背後を見てみると、そんな洋子に、玲が追いついていた。玲は、その右手にあったもの―、釘バットを振り上げた。
「ひぃぃっ!」
洋子は後ろに飛び退き、その攻撃を何とか避けた。
―嫌! 死にたくない…死にたくない!
洋子はその思いだけで立ち上がると、必死に南へ向かって駆けだした。
そんな洋子の目に、先ほどの大きな川が分かれてできたらしい小さな川がさらに分かれているところに到達した。
しかしデイパックを失った洋子には、そこが何処か分からなかった。
「はぁっ…はぁっ…」
玲は追ってこないようだ。というより、見失ったのだろうか。
やがて落ち着いた洋子が周りを見回すと、人が川のほとりに座り込んでいた。
―だ、誰なの…?
洋子は、その人物に、ゆっくりと近づいていった。
すると、その人物は洋子に気付いたのか、立ち上がって、洋子のほうを向いた。
「天野さん…か…」
そう呟いたその人物が最初は誰なのか、洋子は分からなかったが、必死で思い出して、ようやく誰なのか分かった。
小川英道(男子4番)だ。いつも無口で何を考えているのか分からない人で、洋子の印象にもあまり残っていない生徒だ。
「どうしたの…」
英道はさっきと同じ調子でさらに聞いてくる。
仕方なく洋子は、全てを話した。
「へぇ…特別参加者にね…」
「そうよ。あの人、容赦ないわ! あ、それから聞きたかったんだけど…ここのエリアって…何処?」
すると英道は、また同じ調子で話した。
「ここは…多分、D−4辺りじゃないかな…」
「そ、そう…」
英道と話していると、何だか洋子は安心してきた。
しかし、少しだけ、英道を不気味に感じた。
―さっきから口調が変わってない…どういうこと?
「そ、そうだ。小川君、誰か見た?」
「いや…見てないよ」
「そ、そう…」
洋子はそう呟き、ちらっと自分が来た方向を見やった。
―あの特別参加者はこっちには来てない…良かった…。それにしても小川君って、結構いい人みたい…でも、私は死にたくないし…でもここから逃げても武器は持ってないし…こうなったら…小川君には悪いけど…彼を殺して武器を…!
洋子は決断した。
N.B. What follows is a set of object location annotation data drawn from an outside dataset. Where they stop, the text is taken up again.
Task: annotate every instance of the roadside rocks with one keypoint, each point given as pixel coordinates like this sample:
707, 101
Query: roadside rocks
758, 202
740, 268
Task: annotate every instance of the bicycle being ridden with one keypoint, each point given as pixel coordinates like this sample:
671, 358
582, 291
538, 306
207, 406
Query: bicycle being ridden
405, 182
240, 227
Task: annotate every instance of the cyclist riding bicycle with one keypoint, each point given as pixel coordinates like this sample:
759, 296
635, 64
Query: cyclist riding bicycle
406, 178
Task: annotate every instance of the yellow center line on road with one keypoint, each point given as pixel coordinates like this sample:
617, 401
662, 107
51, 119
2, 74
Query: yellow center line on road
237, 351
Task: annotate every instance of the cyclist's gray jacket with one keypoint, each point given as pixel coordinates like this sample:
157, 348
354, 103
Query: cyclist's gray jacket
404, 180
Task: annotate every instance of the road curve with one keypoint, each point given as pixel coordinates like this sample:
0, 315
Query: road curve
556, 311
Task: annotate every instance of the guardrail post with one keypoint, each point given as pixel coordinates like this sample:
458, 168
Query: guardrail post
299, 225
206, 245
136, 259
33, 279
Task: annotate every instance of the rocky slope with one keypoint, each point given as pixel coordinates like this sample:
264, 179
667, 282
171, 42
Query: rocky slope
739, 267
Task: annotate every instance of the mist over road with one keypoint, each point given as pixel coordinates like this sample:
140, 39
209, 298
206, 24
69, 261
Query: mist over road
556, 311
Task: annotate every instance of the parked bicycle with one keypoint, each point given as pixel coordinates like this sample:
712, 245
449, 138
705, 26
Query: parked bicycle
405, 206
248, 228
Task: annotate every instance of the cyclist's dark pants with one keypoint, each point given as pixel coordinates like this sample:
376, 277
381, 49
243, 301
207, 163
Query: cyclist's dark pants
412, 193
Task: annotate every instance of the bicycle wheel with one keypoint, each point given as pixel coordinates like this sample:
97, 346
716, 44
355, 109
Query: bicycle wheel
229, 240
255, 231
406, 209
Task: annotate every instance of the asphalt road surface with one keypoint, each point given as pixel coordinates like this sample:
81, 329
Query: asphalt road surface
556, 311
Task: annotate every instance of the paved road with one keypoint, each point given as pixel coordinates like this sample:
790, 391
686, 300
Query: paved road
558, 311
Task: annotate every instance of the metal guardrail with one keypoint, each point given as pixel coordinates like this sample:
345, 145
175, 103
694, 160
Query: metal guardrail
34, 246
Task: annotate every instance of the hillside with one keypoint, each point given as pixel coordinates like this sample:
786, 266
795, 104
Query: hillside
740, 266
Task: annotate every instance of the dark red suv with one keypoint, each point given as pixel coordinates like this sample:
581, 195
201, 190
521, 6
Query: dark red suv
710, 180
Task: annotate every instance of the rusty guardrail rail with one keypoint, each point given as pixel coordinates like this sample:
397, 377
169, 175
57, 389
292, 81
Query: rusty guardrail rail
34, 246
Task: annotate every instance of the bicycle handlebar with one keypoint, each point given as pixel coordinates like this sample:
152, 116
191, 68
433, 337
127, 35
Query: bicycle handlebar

そして近くに転がっていた太目の木の棒を握り締めていた。
その直後、突然に、洋子の首に何かが巻きつき、首を絞め始めた。
「う…っ!」
洋子は木の棒を落とした。
首がどんどん絞まり、息ができなくなってくる。
―な…っ! 何でぇっ…!
洋子は必死に振り返った。
そこには、洋子の首をロープで(このロープは英道の支給武器だった)絞め続けている英道の姿があった。
「な、何でぇっ…小川君…」
「僕は…生き残る。絶対に…生き残る。皆のために。そして…復讐のために」
―ううっ…私は死にたくない…死にたく…ないの…。
「死にたく…ない…」
やがて洋子の身体の力が抜け、英道はロープを緩めた。
力を失った洋子の身体は、ゆっくりと、うつ伏せに、崩れ落ちた。
英道は洋子が死んでいるかどうか確認するために顔を見た。
洋子の顔は鬱血して青黒く変色していた。もちろん、死んでいた。
英道は洋子が死んでいるのを確認すると、呟いた。
「僕は最初からこのゲームに乗っていたんだ…。だって、ロープが武器じゃ、こうやって殺すしかないから…」
そして英道は、自分に言い聞かせるかのように、さらに呟いた。